The munition sale to Saudi Arabia was authorized by the State Department on Tuesday, according to a ‘Defense’ Security Cooperation Agency [DSCA] notice, giving the go-ahead for a transfer of 3,000 GBU-39 Small Diameter Bombs to the Gulf monarchy, worth some $290 million.
The DSCA argued that the proposed sale would “support US foreign policy and national security objectives” by improving the security of a “friendly country” that promotes “stability” in the Middle East.
The possible deal comes less than a week after the State Department notified Congress that it would issue a license for the sale of 7,500 air-to-ground munitions to the tune of $478 million, allowing Raytheon to directly sell the missiles to the Saudi government.
Like Congress, President-elect Joe Biden will have the ability to block the sales after he takes office in January and has vowed to “reassess” the US-Saudi relationship, but it remains to be seen whether he will take that step.

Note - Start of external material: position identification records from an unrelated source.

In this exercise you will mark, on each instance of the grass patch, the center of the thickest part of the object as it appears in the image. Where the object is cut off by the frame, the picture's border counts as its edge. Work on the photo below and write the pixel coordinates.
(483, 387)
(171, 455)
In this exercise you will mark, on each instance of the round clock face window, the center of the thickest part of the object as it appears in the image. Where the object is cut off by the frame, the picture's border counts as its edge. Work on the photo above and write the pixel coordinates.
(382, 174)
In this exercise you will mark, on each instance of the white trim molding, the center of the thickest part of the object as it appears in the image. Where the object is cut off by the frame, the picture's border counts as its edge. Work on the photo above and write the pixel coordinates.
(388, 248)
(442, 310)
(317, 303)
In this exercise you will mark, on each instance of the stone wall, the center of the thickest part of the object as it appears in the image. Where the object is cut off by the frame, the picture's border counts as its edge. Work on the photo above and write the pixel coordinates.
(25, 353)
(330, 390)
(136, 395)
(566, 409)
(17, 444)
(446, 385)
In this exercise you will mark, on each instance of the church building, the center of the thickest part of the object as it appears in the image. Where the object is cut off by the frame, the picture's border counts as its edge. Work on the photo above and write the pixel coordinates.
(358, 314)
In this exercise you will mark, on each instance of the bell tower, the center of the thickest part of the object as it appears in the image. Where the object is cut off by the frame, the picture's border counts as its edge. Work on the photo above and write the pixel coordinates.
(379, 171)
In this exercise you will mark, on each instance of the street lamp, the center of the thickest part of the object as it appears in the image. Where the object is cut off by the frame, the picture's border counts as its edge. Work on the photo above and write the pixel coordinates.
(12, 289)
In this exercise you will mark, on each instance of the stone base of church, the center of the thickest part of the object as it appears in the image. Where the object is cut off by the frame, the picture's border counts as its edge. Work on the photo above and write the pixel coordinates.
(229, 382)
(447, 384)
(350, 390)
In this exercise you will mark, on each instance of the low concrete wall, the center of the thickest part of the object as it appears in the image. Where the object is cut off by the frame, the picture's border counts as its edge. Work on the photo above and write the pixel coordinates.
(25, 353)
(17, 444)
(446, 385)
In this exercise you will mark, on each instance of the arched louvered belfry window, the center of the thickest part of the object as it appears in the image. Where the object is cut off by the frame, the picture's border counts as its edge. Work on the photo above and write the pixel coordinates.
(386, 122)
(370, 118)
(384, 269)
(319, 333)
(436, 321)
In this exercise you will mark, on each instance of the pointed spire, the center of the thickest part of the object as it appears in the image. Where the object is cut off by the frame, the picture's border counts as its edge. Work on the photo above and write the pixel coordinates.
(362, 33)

The Barack Obama administration – under which Biden served as Vice President – approved billions of dollars in arms deals to the kingdom during its two terms, more than any previous president, according to Reuters, while Biden’s nominee for war secretary, Lloyd Austin, has been on Raytheon’s board of directors since 2016.
Weapons transfers to Riyadh have come under fire on Capitol Hill and beyond in recent months, with lawmakers such as New Jersey Senator Bob Menendez, the ranking Democrat on the Senate Foreign Relations Committee, refusing to support the $478 million missile deal when it was first proposed earlier this year.
William Hartung, the director of the Arms and Security Project at the Center for International Policy, insisted the sale “should not be allowed to stand,” pointing to Riyadh’s deadly five-year bombing campaign on Yemen, in which US-made weapons have been implicated in possible war crimes.